James clearly had a ball writing Henrietta. With apologies to James scholars, I can’t help but wonder if he was using her as a vehicle to poke fun at himself. The name is a flag, of course. And then there are her incessant efforts to report on “the inner life,” which becomes a kind of running joke throughout the novel: Henrietta’s ideas about the “inner life” are already set, we “the reader” understand, but she must pin down examples. She must poke about the English estates and the lives of their inhabitants. James plumbed his own society, the dramas (or types of dramas) played out in his own circles, for his novels: to peel back the “inner” life” for real was his literary calling. But of course at times—as for any writer—it felt ridiculous, futile, intrusive. The opportunity for gentle, though exuberant, mockery afforded by Henrietta must have been a welcome release.

(For a magnificent exploration of all that, even if you aren’t a James fan—and especially if you are a writer—read Colm Toibin’s The Master, a novel based on James’ life, a real digging down into the unsettling aspects of the author’s toil and trade. Click here for the Guardian review.)

Such is my theory. Henrietta is brilliant in that she’s both a break from all that painstaking psychic excavation—and with James as guide it can be remarkably painstaking—while at the same time a key source of revelation. The only forthright, trustworthy character in the novel, Henrietta is blunt and intrusive, at times hilariously lacking tact, and thus a caricature of a “modern woman” that I am willing to bet sets some feminist scholars teeth on edge. She exudes guts and principal; she’s without guile, and is the one person in Isabel’s life who cares about her without self-interest.

Henrietta was on the hunt. As was James. As am I. (And I daresay I can be just as awkward and cringe-worthy as she.) Nowadays, nobody I know needs the cover of being a “literary woman” to follow her nose, to explore the world. However, there are far too many women I don’t know directly, women in oppressive societies—and in restrictive circumstances right here in contemporary Canada—for whom no “literary woman” guise would help. I can’t read or write, pursue any autonomous endeavour, without my thoughts shifting the way of those women, without anger bubbling—and simmering equally on behalf of women in times past, the Isabels reduced to looking upon the bold, unusual Henriettas with admiration.

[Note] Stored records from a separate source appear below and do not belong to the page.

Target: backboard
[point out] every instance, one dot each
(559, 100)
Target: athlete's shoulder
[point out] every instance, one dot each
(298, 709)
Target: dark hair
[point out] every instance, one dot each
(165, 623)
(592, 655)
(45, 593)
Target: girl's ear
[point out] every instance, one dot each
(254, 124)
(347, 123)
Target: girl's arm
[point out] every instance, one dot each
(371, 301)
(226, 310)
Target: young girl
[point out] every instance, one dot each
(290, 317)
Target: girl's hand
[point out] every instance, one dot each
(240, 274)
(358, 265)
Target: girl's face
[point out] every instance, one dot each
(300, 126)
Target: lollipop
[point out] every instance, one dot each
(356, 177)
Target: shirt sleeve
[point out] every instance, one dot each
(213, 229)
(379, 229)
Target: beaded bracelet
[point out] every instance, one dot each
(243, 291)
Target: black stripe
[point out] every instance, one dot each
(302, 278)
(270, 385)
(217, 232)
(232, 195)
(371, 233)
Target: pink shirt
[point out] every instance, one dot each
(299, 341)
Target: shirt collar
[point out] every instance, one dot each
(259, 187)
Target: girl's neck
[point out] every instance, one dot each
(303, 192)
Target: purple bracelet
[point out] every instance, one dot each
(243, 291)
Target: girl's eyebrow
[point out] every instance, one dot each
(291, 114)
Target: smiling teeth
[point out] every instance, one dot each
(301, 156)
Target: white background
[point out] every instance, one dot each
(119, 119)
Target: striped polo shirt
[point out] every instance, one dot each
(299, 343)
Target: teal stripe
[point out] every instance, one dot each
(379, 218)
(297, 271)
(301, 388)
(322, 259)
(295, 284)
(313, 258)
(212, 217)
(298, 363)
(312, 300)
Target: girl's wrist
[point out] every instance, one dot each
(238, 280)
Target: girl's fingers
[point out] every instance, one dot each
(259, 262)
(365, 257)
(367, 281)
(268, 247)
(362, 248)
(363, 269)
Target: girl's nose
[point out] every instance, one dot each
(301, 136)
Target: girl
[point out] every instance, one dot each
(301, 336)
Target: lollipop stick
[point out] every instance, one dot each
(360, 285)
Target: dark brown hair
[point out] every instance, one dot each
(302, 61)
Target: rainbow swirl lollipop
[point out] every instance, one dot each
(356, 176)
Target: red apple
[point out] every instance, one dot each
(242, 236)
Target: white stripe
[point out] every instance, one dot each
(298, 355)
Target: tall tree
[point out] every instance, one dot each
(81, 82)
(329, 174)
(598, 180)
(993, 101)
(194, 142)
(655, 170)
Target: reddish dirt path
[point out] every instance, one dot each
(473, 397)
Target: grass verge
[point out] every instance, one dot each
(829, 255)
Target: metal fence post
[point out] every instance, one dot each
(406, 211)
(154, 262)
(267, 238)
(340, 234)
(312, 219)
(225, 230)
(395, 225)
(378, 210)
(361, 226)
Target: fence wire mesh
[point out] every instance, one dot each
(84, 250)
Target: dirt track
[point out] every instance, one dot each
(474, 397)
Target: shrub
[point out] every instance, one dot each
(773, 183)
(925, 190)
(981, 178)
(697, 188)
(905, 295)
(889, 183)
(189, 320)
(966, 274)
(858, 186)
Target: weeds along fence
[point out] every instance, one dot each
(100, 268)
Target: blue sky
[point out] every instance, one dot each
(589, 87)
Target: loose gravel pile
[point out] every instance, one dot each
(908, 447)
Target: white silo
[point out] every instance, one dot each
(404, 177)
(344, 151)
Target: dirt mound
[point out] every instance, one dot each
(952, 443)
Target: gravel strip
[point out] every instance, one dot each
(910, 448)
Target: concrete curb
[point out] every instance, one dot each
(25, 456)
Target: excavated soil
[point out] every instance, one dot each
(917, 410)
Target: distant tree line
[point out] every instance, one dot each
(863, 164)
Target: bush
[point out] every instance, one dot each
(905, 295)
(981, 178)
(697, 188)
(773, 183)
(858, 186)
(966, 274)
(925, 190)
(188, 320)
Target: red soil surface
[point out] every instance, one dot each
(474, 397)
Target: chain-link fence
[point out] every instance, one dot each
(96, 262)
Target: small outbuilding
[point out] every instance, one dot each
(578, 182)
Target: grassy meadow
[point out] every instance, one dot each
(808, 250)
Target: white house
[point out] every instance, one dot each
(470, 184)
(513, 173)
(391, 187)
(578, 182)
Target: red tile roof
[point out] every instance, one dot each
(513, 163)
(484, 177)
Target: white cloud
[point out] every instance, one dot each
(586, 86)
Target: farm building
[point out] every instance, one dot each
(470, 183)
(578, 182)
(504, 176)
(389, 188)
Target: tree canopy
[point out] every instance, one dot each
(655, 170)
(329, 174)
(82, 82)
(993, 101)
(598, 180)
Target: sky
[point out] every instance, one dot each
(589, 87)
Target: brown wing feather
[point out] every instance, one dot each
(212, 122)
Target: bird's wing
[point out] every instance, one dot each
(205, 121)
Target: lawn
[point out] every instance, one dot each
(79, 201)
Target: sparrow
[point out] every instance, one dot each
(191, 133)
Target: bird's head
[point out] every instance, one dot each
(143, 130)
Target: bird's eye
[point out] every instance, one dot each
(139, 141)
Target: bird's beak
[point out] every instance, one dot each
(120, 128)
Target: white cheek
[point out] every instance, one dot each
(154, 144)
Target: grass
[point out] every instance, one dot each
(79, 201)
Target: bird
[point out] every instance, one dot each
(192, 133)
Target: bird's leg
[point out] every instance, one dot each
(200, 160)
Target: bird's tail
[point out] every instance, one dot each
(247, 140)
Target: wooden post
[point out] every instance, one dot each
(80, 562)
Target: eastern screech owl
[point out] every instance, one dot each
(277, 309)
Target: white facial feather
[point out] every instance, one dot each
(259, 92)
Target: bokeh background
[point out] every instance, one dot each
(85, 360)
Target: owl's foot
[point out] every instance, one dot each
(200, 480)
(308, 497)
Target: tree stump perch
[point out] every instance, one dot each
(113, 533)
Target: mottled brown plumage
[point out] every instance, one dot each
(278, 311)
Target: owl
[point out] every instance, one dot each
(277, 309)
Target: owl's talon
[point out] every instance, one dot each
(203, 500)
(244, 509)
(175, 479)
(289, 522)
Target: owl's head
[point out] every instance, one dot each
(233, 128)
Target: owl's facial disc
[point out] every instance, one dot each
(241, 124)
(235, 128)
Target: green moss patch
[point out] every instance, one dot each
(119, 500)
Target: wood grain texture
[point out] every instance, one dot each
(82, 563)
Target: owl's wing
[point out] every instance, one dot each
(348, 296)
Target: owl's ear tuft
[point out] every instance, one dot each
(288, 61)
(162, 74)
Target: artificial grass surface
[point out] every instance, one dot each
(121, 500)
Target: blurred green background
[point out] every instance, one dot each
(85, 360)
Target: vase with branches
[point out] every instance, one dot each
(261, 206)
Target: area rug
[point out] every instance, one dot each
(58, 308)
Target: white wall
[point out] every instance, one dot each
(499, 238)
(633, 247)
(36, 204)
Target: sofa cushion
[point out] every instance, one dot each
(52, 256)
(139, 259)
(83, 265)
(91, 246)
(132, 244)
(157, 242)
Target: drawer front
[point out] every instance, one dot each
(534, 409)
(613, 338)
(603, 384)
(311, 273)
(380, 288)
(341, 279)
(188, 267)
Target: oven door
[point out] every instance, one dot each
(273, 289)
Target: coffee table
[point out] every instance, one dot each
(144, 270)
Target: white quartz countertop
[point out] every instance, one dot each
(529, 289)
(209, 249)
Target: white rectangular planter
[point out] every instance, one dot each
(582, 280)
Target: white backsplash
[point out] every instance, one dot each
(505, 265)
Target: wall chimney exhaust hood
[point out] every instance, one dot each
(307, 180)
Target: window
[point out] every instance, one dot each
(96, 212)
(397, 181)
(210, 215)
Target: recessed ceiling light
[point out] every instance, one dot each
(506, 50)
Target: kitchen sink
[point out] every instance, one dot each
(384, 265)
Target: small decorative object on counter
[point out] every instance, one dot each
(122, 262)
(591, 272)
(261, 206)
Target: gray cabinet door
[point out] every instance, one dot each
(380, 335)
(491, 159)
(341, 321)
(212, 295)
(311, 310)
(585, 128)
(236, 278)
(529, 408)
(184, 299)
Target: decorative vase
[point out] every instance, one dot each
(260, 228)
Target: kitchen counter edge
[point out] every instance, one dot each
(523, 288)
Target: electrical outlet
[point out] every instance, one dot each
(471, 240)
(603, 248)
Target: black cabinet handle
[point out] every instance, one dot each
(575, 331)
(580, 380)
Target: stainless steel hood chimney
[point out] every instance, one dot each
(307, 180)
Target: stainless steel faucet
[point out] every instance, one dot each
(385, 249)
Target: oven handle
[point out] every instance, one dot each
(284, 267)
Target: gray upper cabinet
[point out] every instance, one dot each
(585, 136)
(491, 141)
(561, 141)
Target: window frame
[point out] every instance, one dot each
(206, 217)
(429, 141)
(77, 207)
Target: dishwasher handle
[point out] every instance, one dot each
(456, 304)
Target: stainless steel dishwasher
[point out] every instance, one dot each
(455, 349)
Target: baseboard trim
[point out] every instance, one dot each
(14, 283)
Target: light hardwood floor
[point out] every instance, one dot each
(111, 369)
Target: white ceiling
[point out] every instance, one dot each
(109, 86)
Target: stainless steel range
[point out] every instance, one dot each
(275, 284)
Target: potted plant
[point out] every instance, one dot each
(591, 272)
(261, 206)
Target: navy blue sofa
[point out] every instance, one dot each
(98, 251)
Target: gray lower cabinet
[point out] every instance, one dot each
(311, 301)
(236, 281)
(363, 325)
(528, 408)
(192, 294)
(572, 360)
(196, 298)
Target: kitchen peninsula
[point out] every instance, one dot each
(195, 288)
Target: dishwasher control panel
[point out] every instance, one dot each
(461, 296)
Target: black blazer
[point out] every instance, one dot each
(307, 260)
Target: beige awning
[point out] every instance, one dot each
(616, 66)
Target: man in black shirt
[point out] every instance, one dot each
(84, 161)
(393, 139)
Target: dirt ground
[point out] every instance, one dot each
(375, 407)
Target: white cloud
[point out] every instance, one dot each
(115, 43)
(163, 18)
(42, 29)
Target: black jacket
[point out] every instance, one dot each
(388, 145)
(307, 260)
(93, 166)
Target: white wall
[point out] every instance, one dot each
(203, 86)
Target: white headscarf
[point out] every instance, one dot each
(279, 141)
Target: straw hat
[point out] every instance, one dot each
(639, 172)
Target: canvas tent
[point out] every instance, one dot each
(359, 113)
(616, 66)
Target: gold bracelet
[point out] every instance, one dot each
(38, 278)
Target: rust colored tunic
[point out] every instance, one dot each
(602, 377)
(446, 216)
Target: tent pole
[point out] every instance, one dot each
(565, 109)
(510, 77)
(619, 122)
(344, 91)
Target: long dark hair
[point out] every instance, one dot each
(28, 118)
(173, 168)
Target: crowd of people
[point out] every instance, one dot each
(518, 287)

I was happy and lucky when I read Portrait of a Lady, a new mother in the throes of all that entails. I was also desperate. Desperate to engage my mind while my body was doing its work, while I was kept stationary for lengthy stretches, sating the baby’s hunger. James brought me England and Rome and Henrietta, in all her shimmering certainty. Her usefulness. The book led me out of the living room and my own ordinary dramas and duties while also bringing what was before me into sharp relief: exactly how, I don’t know, but the one effect makes the other possible. A good read leaves me both rinsed and brimming. It was important to find that hadn’t changed, though so much else had. It is no great discovery, yet it is a discovery, each time it happens: The book is a gateway. A literary woman can go anywhere.